AAJI Sebut Ada Beberapa Modus Memalsukan Dokumen Klaim Asuransi Jiwa, Apa Saja?

0
777
Reporter: Rommy Yudhistira

Asosiasi Asuransi Jiwa Indonesia (AAJI) membeberkan beberapa modus mengenai klaim asuransi jiwa fiktif yang dilakukan pemegang polis. Salah satu modus operandinya dengan memalsukan surat keterangan kematian.

“Memang kalau di Jakarta tidak terlalu menonjol, tapi di beberapa daerah itu ada usaha-usaha seperti itu. Kami di asuransi jiwa bisa untuk mem-blow up dokumen palsu karena melakukan penyelidikan,” kata Ketua Bidang Regulasi, Kepatutan, dan Litigasi AAJI Rudi Kamdani dalam acara media gathering, Bandung, Jumat (1/7).

Rudy mengatakan, dalam beberapa kasus, ditemukan dokumen-dokumen yang diajukan tidak sesuai dengan ketentuan yang ada di dalam polis. Karena itu, perusahaan asuransi jiwa terlebih dahulu mengecek secara ketat untuk menghindari pemalsuan dokumen.

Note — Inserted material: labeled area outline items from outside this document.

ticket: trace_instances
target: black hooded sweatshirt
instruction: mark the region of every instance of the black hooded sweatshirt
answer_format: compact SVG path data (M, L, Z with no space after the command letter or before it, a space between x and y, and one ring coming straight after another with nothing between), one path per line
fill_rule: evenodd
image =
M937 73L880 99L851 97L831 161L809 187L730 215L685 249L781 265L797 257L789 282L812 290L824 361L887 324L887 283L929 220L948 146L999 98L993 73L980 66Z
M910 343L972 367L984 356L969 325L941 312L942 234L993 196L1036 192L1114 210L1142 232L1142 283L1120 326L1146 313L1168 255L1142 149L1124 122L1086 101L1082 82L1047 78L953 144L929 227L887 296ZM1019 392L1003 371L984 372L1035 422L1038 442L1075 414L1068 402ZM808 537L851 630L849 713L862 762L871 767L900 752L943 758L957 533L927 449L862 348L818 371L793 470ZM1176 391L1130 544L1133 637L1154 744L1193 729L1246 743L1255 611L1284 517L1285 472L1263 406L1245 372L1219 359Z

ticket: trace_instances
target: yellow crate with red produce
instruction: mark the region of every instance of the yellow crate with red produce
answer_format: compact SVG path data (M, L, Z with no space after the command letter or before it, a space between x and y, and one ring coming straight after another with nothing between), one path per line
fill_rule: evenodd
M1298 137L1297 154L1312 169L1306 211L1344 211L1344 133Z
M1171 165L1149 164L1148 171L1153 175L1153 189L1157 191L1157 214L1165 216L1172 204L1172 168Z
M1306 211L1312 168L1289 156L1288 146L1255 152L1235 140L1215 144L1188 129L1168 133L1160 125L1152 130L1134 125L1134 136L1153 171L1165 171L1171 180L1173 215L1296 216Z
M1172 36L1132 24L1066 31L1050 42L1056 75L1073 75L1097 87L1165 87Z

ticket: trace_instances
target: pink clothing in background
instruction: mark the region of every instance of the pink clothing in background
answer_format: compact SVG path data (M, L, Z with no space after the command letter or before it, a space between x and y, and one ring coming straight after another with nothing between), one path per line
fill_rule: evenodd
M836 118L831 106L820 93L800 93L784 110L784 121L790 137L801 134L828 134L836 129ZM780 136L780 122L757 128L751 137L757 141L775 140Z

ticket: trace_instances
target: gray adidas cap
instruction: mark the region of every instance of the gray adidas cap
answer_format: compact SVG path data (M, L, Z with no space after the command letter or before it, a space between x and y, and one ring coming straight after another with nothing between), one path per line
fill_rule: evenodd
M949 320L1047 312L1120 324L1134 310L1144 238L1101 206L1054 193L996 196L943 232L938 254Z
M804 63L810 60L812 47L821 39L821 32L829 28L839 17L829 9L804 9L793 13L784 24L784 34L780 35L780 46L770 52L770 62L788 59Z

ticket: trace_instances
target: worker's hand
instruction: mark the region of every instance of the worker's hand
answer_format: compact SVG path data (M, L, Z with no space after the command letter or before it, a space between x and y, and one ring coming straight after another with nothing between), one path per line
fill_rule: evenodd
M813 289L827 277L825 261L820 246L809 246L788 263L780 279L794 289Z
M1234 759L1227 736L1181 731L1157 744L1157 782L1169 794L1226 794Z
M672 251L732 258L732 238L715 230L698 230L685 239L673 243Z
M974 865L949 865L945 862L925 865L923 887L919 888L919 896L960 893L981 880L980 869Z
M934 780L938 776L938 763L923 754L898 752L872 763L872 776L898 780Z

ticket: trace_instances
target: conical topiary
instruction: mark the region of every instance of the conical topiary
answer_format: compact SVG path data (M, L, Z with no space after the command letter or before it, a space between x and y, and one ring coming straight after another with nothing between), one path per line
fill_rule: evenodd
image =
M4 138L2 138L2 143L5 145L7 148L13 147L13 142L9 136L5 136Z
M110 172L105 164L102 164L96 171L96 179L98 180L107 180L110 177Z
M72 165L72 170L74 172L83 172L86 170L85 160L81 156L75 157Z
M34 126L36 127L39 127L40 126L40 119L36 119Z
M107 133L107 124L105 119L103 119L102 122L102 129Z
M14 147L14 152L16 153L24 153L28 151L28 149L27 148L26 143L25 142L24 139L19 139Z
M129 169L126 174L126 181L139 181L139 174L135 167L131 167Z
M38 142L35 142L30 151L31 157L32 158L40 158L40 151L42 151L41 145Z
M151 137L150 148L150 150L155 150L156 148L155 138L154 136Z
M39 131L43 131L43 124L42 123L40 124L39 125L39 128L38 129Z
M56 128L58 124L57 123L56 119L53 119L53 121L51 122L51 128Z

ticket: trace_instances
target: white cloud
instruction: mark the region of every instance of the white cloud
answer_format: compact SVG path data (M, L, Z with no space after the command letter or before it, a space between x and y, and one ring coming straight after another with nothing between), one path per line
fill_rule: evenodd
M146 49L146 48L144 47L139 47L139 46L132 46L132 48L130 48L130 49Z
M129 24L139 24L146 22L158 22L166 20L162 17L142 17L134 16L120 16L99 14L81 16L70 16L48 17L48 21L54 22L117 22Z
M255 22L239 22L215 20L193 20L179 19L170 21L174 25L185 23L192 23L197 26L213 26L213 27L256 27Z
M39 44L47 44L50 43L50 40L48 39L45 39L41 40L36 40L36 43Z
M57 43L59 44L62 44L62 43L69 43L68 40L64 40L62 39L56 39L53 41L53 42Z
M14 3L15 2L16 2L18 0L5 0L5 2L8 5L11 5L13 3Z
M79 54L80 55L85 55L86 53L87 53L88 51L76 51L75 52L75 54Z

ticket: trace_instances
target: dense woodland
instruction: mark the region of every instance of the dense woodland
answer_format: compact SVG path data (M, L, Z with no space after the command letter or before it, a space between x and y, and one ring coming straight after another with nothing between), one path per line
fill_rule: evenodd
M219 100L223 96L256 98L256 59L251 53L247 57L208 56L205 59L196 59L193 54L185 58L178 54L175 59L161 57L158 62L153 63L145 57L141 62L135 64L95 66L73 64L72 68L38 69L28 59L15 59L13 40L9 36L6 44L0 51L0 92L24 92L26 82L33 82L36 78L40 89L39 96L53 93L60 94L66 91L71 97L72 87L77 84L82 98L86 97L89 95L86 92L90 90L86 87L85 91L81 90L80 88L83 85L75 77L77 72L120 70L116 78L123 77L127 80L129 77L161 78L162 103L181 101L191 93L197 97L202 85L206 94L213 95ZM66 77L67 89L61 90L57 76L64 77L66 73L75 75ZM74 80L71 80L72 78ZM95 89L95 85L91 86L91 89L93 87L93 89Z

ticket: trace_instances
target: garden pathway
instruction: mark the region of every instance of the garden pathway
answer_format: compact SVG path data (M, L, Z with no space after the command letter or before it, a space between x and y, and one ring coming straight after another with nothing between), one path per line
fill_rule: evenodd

“Bukan berarti kami begitu, ada klaim tidak diterima. Kami melakukan pengecekan. Apa benar dokumen yang dikeluarkan itu oleh pihak yang berwenang,” ujar Rudy.

Menurut Rudy, pengecekan ketat dilakukan untuk memastikan dokumen yang diklaim tidak palsu. Berdasarkan pengalaman, ada kasus pemegang polis yang bekerja sama dengan oknum pihak berwenang untuk mengeluarkan dokumen palsu.

Baca Juga :   OJK: Penetrasi Rendah, Ruang Pertumbuhan Industri Asuransi di Indonesia Masih Lebar

Fakta seperti itu, kata Rudy, pernah terjadi dalam kasus kecelakaan yang menyebabkan kematian di Kalimalang, Jakarta. Setelah dilakukan pengecekan, kejadian tersebut murni rekayasa atau fiktif.

“Untuk hal ini sebenarnya, kalau korban nyemplung terus hilang atau mati karena hanyut, tidak semudah itu. Karena dalam surat kematian yang bisa menjelaskan seseorang itu mati harus ada persyaratannya,” kata Rudy.

Merujuk kepada Kitab Undang-Undang Hukum Perdata (KUHPer), kata Rudy, diatur tentang ketentuan mengenai seseorang akan dinyatakan hilang dan meninggal setelah melewati masa waktu tertentu. Waktunya bisa 5 tahun atau 10 tahun. Yang pasti ada ketentuan yang mengaturnya.

“Tapi kalau pun misalnya,  mau mengajukan seseorang itu hilang atau mati, itu harus ditetapkan melalui pengadilan. Jadi tidak semudah itu,” kata Rudy.

Sementara, modus lainnya, kata Rudy, pernah terjadi dalam asuransi jiwa yaitu mengenai pembelian produk asuransi yang dalam prosesnya terjadi pemalsuan data terhadap orang yang sudah terlebih dahulu meninggal. “Jadi ada orang yang sudah meninggal dibeli, kemudian beberapa minggu kemudian diklaim. Sudah pasti ada pemalsuan dokumen, dan bagaimana yang bersangkutan itu meninggal,” ujar Rudy.

Baca Juga :   Jajaran Direksi dan Komisaris Jamkrindo Berubah, Berikut Susunannya

Modus berikutnya, lanjut Rudy, mengenai pemalsuan dokumen yang tidak menggunakan identitas sebenarnya. Pemegang polis memalsukan identitas diri dengan harapan untuk mendapatkan klaim dari asuransi jiwa.

“Mungkin ada orang yang usianya sudah 60 tahun. Untuk suatu produk asuransi tertentu itu sudah tidak layak untuk diasuransikan. Menggunakan KTP dengan umur yang dimudakan,” tutur Rudy.

Klaim asuransi jiwa, kata Rudy, mengecualikan hal-hal tertentu yang memang bisa dipertimbangkan dengan berkoordinasi bersama pihak-pihak terkait seperti Otoritas Jasa Keuangan (OJK), sehingga dalam prosesnya memiliki aturan tersendiri. “Seperti yang terjadi pada tahun 2004 tsunami (di Aceh). Waktu itu kami berkoordinasi dengan OJK. Ini suatu bencana nasional. Itu ada aturan-aturan tersendiri,” ujarnya.